It's great saying it is the son's responsibility to engage with treatment when no treatment is being offered!
ITA. DD2 has been diagnosed with EUPD/Dependent personality disorder - and the EUPD bit is certainly due to witnessing trauma; as the whole family have. DD1 has a medical condition, well known for causing major episodes of depression, grief, anxiety, post traumatic stress and post traumatic disorder in the family.
She was under her local mental health trust. HCPs told me she needed psychotherapy - but none was available in the trust, and they advised me to complain. The attitude in her trust was that EUPD was difficult to treat, took a long time, so was not cost effective and the priority was treating drug addicts. The only treatments they offered her were countless assessments (which didn't lead anywhere), then anti-depressants, mood stabilisers and a group on "Tips to avoid depression" - none of which was much use, when the problem was having witnessed trauma countless times! Yet, if she refused the treatments, she was accused of not engaging with services.
Why should people with mental health problems be bullied into taking medications that don't work (imo, the suicidal ideation started every time, she was put on anti-depressants), when people who go to the GPs with pneumonia, would not be criticised for refusing to take HRT for it?

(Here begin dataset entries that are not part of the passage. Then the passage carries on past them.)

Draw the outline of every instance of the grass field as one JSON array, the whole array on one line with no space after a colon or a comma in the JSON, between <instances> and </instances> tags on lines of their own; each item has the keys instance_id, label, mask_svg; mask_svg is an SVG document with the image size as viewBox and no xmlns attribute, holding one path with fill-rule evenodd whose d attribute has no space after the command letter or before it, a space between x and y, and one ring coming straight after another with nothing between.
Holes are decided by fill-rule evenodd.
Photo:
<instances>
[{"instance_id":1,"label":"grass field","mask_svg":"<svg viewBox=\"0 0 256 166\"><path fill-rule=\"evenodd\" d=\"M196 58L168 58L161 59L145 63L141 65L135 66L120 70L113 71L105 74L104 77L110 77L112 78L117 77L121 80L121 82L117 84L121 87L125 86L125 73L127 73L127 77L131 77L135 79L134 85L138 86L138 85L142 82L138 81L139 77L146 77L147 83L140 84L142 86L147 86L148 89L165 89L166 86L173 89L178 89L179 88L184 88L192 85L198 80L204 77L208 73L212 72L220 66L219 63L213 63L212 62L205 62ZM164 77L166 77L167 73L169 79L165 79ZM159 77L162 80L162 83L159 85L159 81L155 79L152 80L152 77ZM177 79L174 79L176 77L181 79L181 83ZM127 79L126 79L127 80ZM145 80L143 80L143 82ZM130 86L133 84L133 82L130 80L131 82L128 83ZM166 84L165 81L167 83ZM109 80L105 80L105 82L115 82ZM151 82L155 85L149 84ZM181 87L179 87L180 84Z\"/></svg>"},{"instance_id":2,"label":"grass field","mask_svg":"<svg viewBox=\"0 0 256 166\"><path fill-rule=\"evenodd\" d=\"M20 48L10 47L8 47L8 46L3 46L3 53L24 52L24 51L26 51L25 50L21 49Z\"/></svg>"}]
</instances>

She moved back home, where she was eventually offered DBT. They told her had she sat at home and quietly taken overdoses, she wouldn't have been offered treatment, because it wouldn't have bothered anybody except her and the family! She was offered treatment because most of her suicidal behaviour happened around railway lines and stations - which took up police time, emergency stops of trains, trips in ambulances to S 136 suites, crisis team involvement; all of which cost the state money. A year of individual and group DBT improved her considerably, until she no longer met the diagnosis.